AÇÃO DIRETA DE INCONSTITUCIONALIDADE. LEI Nº 7.900/2017, DO MUNICÍPIO DE SANTO ANTÔNIO DA PATRULHA. INSTITUIÇÃO DE MEIA-ENTRADA EM EVENTOS CULTURAIS, ESPORTIVOS E DE LAZER, REALIZADOS EM LOCAIS PÚBLICOS, AOS DOADORES DE SANGUE. COMPETÊNCIA CONCORRENTE ENTRE A UNIÃO, ESTADOS-MEMBROS E MUNICÍPIOS PARA LEGISLAR SOBRE A MATÉRIA, A QUAL NÃO ESTÁ RESERVADA AO CHEFE DO PODER EXECUTIVO. INEXISTÊNCIA DE VÍCIOS. IMPROCEDÊNCIA. O ato normativo municipal objetiva fomentar as doações de sangue naquela localidade, buscando dar concretude ao direito à vida, assegurado a todas pela Constituição. O Município possui competência para legislar sobre a matéria, inocorrendo, ademais, qualquer interferência nas prerrogativas reservadas ao Chefe do Poder Executivo, de sorte que não há falar em vícios de inconstitucionalidade. AÇÃO DIRETA DE INCONSTITUCIONALIDADE JULGADA IMPROCEDENTE. UNÂNIME.(Ação Direta de Inconstitucionalidade, Nº 70079153615, Tribunal Pleno, Tribunal de Justiça do RS, Relator: Angela Terezinha de Oliveira Brito, Julgado em: 27-05-2019)
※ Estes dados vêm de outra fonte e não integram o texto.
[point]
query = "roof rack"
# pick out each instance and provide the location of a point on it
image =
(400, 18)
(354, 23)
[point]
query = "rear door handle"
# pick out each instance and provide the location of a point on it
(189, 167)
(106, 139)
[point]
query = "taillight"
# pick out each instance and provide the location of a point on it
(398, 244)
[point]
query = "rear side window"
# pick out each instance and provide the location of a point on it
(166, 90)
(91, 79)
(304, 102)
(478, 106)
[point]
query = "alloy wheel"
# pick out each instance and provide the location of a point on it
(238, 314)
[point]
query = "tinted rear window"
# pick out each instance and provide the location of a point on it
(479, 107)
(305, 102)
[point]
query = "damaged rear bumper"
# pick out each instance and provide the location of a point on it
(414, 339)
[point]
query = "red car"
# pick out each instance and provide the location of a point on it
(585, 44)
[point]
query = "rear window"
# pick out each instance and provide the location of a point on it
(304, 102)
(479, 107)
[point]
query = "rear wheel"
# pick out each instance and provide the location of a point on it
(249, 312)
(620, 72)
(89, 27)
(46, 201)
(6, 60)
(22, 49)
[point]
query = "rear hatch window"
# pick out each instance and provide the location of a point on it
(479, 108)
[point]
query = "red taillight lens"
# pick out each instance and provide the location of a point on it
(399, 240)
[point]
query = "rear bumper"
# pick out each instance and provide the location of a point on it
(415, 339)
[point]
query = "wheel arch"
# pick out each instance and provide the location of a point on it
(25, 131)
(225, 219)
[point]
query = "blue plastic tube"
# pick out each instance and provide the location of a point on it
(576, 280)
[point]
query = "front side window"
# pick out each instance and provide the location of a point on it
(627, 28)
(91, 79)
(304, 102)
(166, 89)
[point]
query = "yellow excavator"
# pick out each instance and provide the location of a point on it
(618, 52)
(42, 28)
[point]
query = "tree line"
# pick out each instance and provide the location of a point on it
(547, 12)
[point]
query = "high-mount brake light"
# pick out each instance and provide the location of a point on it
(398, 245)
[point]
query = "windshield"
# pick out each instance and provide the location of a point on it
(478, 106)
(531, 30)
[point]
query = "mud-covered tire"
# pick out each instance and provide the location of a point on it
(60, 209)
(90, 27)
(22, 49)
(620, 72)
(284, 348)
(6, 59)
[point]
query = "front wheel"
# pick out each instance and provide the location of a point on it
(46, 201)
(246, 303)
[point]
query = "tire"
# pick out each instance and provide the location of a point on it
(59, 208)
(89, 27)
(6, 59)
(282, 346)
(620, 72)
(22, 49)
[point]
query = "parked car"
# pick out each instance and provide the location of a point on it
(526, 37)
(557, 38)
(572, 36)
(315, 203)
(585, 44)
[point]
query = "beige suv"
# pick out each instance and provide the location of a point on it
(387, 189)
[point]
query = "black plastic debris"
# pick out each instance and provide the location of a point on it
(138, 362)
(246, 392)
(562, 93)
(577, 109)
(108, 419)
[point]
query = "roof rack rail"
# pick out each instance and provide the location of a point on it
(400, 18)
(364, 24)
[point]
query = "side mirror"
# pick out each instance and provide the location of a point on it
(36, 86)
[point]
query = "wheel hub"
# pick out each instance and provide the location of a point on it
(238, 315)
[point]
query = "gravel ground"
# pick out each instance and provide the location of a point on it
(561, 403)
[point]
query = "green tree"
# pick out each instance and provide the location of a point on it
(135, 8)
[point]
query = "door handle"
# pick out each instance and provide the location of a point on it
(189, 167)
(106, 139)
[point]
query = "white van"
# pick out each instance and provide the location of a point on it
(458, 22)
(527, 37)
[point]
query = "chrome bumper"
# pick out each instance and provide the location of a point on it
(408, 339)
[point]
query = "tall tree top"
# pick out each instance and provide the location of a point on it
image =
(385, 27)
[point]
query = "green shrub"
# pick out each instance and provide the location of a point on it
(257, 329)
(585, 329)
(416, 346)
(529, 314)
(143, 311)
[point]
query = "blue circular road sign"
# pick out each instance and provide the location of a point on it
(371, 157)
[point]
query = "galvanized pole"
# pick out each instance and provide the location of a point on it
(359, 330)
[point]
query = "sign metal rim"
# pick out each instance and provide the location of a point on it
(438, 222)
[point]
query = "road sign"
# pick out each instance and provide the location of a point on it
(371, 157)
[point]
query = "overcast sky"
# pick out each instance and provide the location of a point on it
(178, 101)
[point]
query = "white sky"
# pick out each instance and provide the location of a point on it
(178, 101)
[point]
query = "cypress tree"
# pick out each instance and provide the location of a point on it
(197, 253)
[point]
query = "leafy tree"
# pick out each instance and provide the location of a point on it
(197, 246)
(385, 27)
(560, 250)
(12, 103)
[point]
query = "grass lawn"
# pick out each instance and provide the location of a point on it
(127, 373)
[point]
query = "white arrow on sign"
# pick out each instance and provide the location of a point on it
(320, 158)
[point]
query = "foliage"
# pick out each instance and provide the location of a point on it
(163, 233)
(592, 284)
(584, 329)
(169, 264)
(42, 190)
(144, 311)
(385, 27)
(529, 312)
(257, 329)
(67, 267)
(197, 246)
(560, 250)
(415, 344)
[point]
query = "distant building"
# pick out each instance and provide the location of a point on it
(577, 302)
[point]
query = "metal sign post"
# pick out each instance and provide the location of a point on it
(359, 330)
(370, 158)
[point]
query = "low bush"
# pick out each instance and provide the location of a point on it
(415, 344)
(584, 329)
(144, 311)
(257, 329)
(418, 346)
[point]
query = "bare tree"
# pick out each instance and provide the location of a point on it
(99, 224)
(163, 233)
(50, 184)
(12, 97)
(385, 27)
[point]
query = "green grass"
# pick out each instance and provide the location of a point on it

O acórdão é deveras elucidador quanto à efetiva competência municipal para a propositura legislativa em questão com base no interesse predominante do Município, essencialmente pela razão de que se pretendeu instituir a meia-entrada apenas para eventos realizados em locais públicos no âmbito da localidade. Na lição lapidar de Hely Lopes Meirelles:

“Peculiar interesse não é interesse exclusivo do Município; não é interesse privativo da localidade; não é interesse único dos munícipes. Se se exigisse essa exclusividade, essa privatividade, essa unicidade, bem reduzido ficaria o âmbito da administração local, aniquilando-se a autonomia municipal que o não seja reflexamente da União e do Estado-membro, como também não há interesse regional ou nacional, que não ressoe nos Municípios, como partes integrantes da Federação brasileira através dos Estado a que pertencem. O que define e caracteriza o peculiar interesse, inscrito como dogma constitucional, é a predominância do interesse do Município sobre o Estado ou a União”. (in Direito Municipal Brasileiro. 5ª ed. São Paulo: Revista dos Tribunais, 1985, p. 76)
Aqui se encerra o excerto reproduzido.